Mientras tanto, Ángela y su pareja habían dejado de bailar, quedando a un lado de la orquesta. La razón era el swing que empezaba a sonar, poco del agrado de Javier:

─¡Americanadas! ─decía a propósito del ritmo─. Un pasodoble, una copla... algo español, que se entienda. Pero estos Soler siempre fueron demasiado...

─¿Demasiado?

─Es parte francesa que tienen ─dijo, como si aquello lo explicara todo─. Disculpa, voy a ver que hacen mis hermanas. No te muevas de aquí, enseguida vuelvo.
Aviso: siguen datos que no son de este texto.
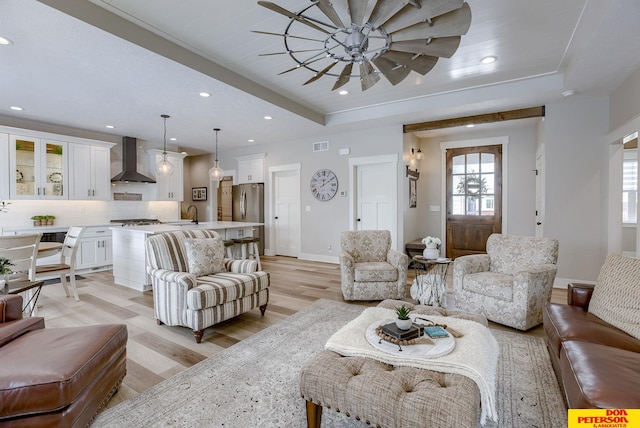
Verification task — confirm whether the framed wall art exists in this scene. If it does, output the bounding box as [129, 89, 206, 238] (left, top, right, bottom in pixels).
[191, 187, 207, 201]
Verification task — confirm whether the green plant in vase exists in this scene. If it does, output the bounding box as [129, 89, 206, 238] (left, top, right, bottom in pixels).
[31, 215, 46, 226]
[395, 305, 413, 330]
[0, 257, 14, 294]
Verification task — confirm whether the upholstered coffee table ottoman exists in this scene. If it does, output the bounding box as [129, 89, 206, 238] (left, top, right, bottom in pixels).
[300, 300, 487, 428]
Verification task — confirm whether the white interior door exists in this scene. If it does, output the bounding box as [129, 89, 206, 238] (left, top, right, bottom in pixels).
[355, 162, 398, 245]
[273, 170, 300, 257]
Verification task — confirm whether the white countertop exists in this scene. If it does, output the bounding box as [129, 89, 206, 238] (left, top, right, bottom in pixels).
[1, 223, 113, 233]
[111, 221, 264, 235]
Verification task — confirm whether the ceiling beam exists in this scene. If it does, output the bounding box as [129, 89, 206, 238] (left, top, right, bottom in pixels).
[38, 0, 326, 125]
[402, 106, 544, 134]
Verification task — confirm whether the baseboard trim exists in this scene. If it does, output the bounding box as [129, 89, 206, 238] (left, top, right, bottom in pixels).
[298, 253, 340, 264]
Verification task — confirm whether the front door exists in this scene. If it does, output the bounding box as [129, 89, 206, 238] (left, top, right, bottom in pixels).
[446, 145, 502, 258]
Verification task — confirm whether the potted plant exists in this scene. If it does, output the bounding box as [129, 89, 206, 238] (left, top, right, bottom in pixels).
[0, 257, 14, 294]
[396, 305, 413, 330]
[422, 236, 442, 259]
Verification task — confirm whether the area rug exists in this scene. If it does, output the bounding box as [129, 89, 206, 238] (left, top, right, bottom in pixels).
[92, 300, 567, 428]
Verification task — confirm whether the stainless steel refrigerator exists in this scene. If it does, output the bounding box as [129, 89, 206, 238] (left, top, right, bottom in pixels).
[231, 183, 264, 255]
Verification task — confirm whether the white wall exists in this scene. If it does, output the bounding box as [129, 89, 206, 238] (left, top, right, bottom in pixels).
[190, 122, 408, 262]
[542, 96, 609, 283]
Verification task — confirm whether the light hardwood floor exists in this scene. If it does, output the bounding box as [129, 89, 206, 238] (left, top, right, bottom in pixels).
[38, 257, 566, 407]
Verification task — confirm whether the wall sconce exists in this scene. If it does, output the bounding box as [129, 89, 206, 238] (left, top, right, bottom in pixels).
[411, 147, 423, 160]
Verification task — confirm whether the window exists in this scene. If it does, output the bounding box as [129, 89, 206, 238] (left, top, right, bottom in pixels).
[451, 153, 495, 216]
[622, 149, 638, 223]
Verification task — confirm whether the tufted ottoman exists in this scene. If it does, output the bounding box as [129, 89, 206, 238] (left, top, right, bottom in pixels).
[300, 300, 487, 428]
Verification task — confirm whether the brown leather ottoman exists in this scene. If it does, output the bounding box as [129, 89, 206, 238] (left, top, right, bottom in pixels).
[0, 320, 127, 427]
[300, 300, 487, 428]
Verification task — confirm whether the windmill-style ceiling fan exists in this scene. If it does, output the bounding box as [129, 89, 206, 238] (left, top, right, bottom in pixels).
[254, 0, 471, 91]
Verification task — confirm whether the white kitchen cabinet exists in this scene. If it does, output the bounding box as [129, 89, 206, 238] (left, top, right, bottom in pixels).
[147, 150, 187, 201]
[9, 134, 69, 199]
[69, 143, 111, 201]
[76, 226, 113, 271]
[236, 153, 265, 184]
[0, 134, 10, 201]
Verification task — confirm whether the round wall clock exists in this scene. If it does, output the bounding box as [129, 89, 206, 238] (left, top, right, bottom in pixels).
[311, 169, 338, 201]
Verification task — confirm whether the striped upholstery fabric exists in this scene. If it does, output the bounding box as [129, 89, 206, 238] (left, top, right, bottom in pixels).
[187, 272, 269, 310]
[146, 230, 270, 341]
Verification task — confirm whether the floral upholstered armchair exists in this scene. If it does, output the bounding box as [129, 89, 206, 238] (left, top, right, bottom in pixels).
[453, 234, 558, 330]
[340, 230, 409, 300]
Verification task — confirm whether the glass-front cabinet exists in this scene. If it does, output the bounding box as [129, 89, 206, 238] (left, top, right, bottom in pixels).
[9, 135, 68, 199]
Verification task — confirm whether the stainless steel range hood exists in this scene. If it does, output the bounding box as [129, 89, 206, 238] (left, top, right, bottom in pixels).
[111, 137, 156, 183]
Una vez sola, Ángela observó a los bailarines. Las parejas se unían y se separaban, siempre cogidas de una mano; sus briosos y rápidos pasos tenían un no sé qué de modernidad, de descaro, aun en aquella fiesta bañada de respetabilidad. Entre el semicírculo de gente que rodeaba a los bailarines, distinguió al sonriente matrimonio Soler, siguiendo el ritmo con el cuerpo y susurrándose algo al oído; no había visto a tío Eduardo desde que terminara la cena; lo imaginó ya instalado en su torre, bailando si a acaso con sus libracos. Allí estaba también la abuela de Louisa, la Pompadour, con su eterno cigarro alargado, sus pantalones anchos y su peinado de tres pisos, dando golpes de bastón al son de la música, como si dirigiera el cotarro. No vio a doña Eulalia ni al alcalde; sí a Louisa. Su pareja la tenía cogida de una mano y le daba vueltas justo en el centro del baile; ella echaba la cabeza hacia atrás y se reía a carcajadas. Pensó que tanto si se dedicaba a viajar, como si ingresaba en la universidad, pronto sus vidas tomarían rumbos diferentes, por no decir abismales. Empezaba a ser consciente de que su amistad, que mientras fueran niñas habían envuelto en una falsa sensación de igualdad, habría de cambiar, sin remedio, al adquirir cierta madurez. Veía, de manera clara, que los amplios horizontes que se abrían ante su amiga para ella solo eran sombras chinas, mundos inabarcables, espejismos. Si no se casaba, como deseaba doña Eulalia, tendría que buscarse un empleo, si no allí, en Marinet, en cualquier otro sitio. Por lo menos había tenido la suerte de disfrutar de una buena educación, muy por encima de los niños del pueblo y eso, en sí mismo, era una ventaja poco desdeñable. Pero pronto ella y Louisa tendrían intereses distantes; sus charlas tratarían sobre temas ajenos para ambas. Quizá se enviarían alguna que otra postal en navidades, o se llamarían por teléfono en los cumpleaños, pero, de manera evidente, nada volvería como antes.